Perhaps the "from" element consumed things first? I don't understand the exact logic of how the named elements get populated, and I haven't gotten a clear idea from reading the docs (several talks, etc.).
How can I use select_parser.py to get all the table names in a SQL query?
Note: the right answer here is a list (or set): test_table, test2_table, foo.
I could go through "from" and ditch lists, but that seems hacky, I don't know if it would work, and it doesn't seem like how pyparsing is supposed to work.
I see this question, this one, and this one, but I don't understand how they help here.
Upvotes: 0
Views: 934
Reputation: 63739
The sample code you linked to includes a call to runTests
. This is a great tool to try different test strings, and to write unit tests for your parser.

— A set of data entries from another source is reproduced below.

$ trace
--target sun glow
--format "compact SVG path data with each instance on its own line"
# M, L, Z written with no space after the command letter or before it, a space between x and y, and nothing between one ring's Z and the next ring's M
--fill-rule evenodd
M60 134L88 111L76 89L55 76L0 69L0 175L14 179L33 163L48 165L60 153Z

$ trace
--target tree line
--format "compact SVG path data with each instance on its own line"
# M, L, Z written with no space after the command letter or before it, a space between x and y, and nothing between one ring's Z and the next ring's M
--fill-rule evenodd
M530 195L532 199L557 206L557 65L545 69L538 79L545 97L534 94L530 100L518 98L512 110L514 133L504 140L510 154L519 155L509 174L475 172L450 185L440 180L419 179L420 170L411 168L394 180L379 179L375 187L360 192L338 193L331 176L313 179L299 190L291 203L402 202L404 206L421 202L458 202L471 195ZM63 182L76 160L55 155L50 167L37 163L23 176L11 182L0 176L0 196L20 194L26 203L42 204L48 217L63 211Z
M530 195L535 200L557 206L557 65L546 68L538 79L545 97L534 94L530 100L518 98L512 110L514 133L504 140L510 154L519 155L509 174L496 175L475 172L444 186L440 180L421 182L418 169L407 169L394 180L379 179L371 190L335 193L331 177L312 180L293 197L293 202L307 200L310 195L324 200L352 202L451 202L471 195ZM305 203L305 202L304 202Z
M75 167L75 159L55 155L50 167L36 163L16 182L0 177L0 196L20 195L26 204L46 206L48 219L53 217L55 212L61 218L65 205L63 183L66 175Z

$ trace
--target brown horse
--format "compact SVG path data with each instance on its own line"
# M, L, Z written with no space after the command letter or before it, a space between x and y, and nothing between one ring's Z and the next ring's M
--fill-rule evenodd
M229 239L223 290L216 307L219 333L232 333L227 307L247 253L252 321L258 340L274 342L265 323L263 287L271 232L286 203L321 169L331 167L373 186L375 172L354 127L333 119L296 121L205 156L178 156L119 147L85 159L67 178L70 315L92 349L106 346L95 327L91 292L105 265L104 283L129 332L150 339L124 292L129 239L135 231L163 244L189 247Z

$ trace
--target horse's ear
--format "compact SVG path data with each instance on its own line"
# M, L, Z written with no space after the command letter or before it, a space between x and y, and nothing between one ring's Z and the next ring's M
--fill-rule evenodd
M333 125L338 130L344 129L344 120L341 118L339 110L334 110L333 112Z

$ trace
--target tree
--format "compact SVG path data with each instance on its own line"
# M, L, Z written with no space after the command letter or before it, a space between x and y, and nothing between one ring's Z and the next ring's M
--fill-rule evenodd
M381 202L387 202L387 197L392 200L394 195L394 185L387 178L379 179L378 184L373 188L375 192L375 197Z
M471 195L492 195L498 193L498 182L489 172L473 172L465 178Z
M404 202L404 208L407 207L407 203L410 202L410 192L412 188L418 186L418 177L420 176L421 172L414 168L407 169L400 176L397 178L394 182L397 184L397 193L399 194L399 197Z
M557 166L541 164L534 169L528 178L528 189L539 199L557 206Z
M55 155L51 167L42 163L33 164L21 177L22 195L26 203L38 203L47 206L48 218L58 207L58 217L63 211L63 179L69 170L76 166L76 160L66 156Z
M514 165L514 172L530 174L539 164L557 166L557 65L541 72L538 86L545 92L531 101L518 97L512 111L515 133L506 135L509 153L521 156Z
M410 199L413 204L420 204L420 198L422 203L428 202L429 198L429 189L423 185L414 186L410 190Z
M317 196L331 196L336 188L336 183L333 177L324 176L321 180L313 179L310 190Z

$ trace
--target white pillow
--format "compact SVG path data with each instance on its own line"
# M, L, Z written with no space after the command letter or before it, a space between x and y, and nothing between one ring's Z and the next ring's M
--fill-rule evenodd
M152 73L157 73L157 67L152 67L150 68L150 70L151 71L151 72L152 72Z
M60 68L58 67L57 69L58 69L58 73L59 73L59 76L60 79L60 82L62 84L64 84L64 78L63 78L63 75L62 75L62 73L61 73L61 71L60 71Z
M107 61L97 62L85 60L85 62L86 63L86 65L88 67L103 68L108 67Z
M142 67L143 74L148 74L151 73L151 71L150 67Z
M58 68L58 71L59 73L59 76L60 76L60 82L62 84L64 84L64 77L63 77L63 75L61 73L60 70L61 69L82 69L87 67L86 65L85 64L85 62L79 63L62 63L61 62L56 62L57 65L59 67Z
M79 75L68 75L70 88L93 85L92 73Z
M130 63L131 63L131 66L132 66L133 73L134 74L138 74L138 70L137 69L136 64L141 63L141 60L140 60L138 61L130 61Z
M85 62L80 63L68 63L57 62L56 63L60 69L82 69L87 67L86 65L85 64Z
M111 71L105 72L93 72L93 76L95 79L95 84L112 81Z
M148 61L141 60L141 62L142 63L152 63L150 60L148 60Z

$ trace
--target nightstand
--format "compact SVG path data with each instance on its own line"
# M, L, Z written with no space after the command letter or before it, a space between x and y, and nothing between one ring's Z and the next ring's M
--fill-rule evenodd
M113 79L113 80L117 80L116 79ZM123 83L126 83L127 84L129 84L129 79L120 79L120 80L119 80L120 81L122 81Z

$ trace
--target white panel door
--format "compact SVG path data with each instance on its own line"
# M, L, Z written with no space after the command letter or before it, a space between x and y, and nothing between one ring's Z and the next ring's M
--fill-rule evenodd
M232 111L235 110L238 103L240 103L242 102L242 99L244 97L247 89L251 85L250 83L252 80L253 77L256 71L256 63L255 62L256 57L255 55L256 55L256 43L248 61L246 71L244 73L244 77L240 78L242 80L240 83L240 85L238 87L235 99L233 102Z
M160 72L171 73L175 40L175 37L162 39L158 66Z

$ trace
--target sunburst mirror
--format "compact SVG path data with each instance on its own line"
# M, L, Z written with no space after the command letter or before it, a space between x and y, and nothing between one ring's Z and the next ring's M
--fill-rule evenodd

When inserting your query string in the call to runTests
, we get this output:
select z.a, b from test_table left join test2_table where 1=1 and b in (select bb from foo)
['SELECT', [['z.a'], ['b']], 'FROM', ['test_table', ['LEFT', 'JOIN'], 'test2_table', []], 'WHERE', [['1', '=', '1'], 'AND', ['b', 'IN', ['SELECT', [['bb']], 'FROM', 'foo']]]]
- columns: [['z.a'], ['b']]
[0]:
['z.a']
[1]:
['b']
- from: [['test_table', ['LEFT', 'JOIN'], 'test2_table', []]]
[0]:
['test_table', ['LEFT', 'JOIN'], 'test2_table', []]
- table: [['test_table'], ['test2_table']]
[0]:
['test_table']
[1]:
['test2_table']
- where_expr: [['1', '=', '1'], 'AND', ['b', 'IN', ['SELECT', [['bb']], 'FROM', 'foo']]]
[0]:
['1', '=', '1']
[1]:
AND
[2]:
['b', 'IN', ['SELECT', [['bb']], 'FROM', 'foo']]
[0]:
b
[1]:
IN
[2]:
['SELECT', [['bb']], 'FROM', 'foo']
- columns: [['bb']]
[0]:
['bb']
- from: ['foo']
- table: [['foo']]
[0]:
['foo']
The 'table' names are there, but you'll have to do some navigation of the structure to get to them. Here is one way:
result = select_stmt.parseString(query)
table_names = []
def visit_structure(struct):
if 'table' in struct:
table_names.extend(t[0] for t in struct.table)
for substruct in struct:
if isinstance(substruct, ParseResults):
visit_structure(substruct)
visit_structure(result)
print(table_names)
Gives:
['test_table', 'test2_table', 'foo']
For future listing of your parsed data, make use of the ParserElement.runTests
and ParseResults.dump
methods.
Upvotes: 1